Moby Dick : l’esprit humain dans la tourmente

Moby Dick : l’esprit humain dans la tourmente

Le titre de cette grande œuvre de l’auteur américain Herman Melville éveille aussitôt en nous des images de mers déchaînées et d’affrontements épiques où se mesurent l’orgueil et la soif de vengeance d’un homme à l’impitoyable baleine qui lui a arraché une jambe. Or, le roman écrit au milieu du 19e siècle est beaucoup plus près du récit philosophique et de l’observation sociale que du typique roman d’aventures. Avec l’auteur, on descend dans le gouffre des sentiments humains.

Ismaël, un homme aux idées noires déterminé à fuir la compagnie de ses semblables, s’embarque avec l’équipage maudit du capitaine Achab, obsédé par la silhouette monstrueuse d’un grand cachalot blanc. Il y a les vivants, il y a les morts et il y a ceux qui partent en mer, nous confie sombrement Ismaël. Le ton est donné : Moby Dick nous transporte dans un monde où la seule chose qui nous sépare de la mort est la coque d’un navire.

La production de la compagnie franco-norvégienne Plexus Polaire crée une atmosphère glaçante en moins de temps qu’il n’en faut pour crier cachalot, la paisible vision de poissons virevoltant dans le courant laissant rapidement la place aux ombres et aux masques mortuaires. La mise en scène signée par la directrice artistique de la compagnie, Yngvild Aspeli, épouse la noirceur et les tourments de l’œuvre originale. À la fois fascinante et terrifiante, la pièce nous arrache au confort du familier pour nous entraîner à la suite d’Achab, d’Ismaël et du reste de l’équipage dans les profondeurs de ce qui a toutes les allures d’un cauchemar.

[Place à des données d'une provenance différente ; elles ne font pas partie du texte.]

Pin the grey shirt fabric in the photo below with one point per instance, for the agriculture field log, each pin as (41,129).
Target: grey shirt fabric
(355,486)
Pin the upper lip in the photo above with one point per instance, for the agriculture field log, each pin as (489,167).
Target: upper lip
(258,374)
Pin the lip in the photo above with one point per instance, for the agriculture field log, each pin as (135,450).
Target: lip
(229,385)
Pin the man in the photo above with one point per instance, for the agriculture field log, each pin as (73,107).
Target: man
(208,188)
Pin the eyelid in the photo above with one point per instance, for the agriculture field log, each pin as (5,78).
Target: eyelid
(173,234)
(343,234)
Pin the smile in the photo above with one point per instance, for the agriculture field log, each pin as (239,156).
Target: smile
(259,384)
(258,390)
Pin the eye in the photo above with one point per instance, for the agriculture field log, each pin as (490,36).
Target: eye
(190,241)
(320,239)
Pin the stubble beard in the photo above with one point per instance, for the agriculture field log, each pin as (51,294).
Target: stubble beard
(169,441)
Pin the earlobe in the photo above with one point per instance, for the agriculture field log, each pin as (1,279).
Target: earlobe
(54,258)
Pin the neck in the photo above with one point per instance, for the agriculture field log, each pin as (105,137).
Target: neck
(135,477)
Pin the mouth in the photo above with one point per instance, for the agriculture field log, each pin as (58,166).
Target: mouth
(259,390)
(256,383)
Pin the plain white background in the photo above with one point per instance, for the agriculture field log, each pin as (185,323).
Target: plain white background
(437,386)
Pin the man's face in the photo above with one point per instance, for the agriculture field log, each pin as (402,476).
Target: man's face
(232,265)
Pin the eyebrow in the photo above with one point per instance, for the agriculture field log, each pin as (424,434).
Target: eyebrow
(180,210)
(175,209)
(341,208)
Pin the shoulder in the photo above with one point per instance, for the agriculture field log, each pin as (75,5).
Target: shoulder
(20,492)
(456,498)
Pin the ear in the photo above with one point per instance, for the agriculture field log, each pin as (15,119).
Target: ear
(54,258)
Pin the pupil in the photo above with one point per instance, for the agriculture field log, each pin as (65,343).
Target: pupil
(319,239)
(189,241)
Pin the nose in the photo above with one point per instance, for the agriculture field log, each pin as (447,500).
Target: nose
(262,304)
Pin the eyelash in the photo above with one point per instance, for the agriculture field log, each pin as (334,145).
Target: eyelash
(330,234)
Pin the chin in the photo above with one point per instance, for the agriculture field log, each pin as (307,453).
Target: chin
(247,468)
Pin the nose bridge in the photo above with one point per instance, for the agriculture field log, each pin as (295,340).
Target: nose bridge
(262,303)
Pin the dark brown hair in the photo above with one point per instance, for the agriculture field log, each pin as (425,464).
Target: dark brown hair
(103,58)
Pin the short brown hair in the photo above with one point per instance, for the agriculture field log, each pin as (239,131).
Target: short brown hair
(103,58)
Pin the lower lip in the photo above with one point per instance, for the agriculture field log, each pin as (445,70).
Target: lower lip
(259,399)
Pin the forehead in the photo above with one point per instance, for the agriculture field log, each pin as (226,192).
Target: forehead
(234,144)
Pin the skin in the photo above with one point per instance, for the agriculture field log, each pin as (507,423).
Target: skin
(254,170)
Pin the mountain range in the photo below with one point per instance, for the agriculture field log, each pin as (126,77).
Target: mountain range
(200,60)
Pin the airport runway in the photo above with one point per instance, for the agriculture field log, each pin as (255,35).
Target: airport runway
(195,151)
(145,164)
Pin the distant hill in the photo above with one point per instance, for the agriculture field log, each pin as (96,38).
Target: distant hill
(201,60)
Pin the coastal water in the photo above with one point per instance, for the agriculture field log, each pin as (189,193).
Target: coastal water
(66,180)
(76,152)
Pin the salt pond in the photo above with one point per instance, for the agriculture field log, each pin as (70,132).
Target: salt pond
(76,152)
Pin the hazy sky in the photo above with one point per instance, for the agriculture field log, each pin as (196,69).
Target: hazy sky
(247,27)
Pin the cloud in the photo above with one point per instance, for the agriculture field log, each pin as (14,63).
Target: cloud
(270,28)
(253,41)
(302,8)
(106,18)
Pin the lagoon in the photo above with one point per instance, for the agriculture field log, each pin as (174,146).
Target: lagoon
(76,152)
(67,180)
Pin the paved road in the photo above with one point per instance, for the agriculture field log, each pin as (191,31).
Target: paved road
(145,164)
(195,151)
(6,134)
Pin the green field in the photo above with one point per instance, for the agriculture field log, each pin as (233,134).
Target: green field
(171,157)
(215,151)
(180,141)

Comme Achab guettant frénétiquement l’horizon et ses cartes maritimes, le public attend impatiemment l’apparition du cachalot alors que ce qui se passe dans le ventre du baleinier est bien plus riche d’enseignements. Les observations d’Ismaël (Benoit Seguin), seul personnage incarné par un comédien en chair et en os sur scène, mettent en relief les humeurs du capitaine et de son équipage, tandis que les éléments scéniques se font le reflet d’une santé mentale défaillante.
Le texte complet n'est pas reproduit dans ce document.